We asked Morgenthaler for some tips on how to make drinks like the pros.
1) Cause a stir
One of the basic rules of mixology is that anything clear gets stirred; if it ain’t clear, shake it. The former seems easy enough, right? Not so, says Morgenthaler: “It takes a lot of practice to become proficient with a bar spoon, and most nonprofessionals have a difficult time getting it right.” A simple solution for the bar spoon–challenged is to use a plastic chopstick for exactly 30 seconds. No more, no less. But whatever you do, don’t try to stir and chew gum at the same time. You might hurt yourself.
2) You’re crushing it, dude!
So you love a good mint julep, but can’t afford one of those fancy freezers that pulverizes frozen water. You can get perfectly crushed ice like they have in the fancy craft cocktail bars using a Cuisinart. All you have to do, says Morgenthaler, is “Fill your food processor with ice cubes, pulse, pulse, pulse, and before you know it, you’ve got beautiful, granular, fluffy crushed ice.” If you don’t have a Cuisinart, well, you should probably quit drinking and get a job.
3) Whip it good
Wanna top that cocktail with some creamy deliciousness? Um, yeah, you do. Especially when it’s as easy as filling a Mason jar halfway with whipping cream and shaking it like a Polaroid. No need for messy whisks or bowls, and your cream is already in the dispensing vessel. Just shake until your cream has increased in volume by about half. Then pour it onto that Irish Coffee or boozy Manhattan Float or whatever blows your hair back. How sweet it is.
4) Do the twist
To get a robust piece of citrus zest, use a Y-shape vegetable peeler, then trim up the sides and ends of the strip with a paring knife. There are two options when it comes to getting the peel into the drink.
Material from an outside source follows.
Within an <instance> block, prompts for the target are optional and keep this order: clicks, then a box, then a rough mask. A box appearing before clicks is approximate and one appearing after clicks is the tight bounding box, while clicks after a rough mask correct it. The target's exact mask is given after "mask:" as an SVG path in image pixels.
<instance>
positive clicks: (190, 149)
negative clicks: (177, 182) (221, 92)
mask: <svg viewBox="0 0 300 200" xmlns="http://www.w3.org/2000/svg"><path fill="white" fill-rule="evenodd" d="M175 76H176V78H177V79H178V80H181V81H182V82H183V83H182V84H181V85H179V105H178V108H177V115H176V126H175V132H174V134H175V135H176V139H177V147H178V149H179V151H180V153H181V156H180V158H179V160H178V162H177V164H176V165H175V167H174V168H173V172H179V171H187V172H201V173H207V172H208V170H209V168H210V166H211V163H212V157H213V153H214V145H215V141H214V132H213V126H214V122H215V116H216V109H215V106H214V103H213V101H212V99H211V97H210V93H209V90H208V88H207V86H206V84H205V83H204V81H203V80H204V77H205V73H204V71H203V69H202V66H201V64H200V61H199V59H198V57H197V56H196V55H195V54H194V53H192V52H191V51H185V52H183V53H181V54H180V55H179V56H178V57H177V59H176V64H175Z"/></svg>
You can curl the peel around the inside of an empty glass and slowly fill with ice, while maintaining the peel’s placement with your handy chopstick or, if you’re feeling cocky, you can carefully work it between the cocktail and the side of the glass with a bar spoon.
5) Keep it simple
Most recipes for simple syrup call for mixing identical volumes of sugar and water, but Morgenthaler employs a different method. “For me, it’s all about balance, and to achieve the desired balance in simple syrup I measure the parts by weight rather than volume.” Will you need a kitchen scale for this? Yes, you will. Is it worth it? I don’t know—do you want to argue with the guy who just taught you the easiest way to stir a drink? We consulted a team of scientists by the way, and they confirmed that sugar does indeed weigh slightly less than water. They also posited that Morgenthaler, like most geniuses, may be slightly obsessive-compulsive.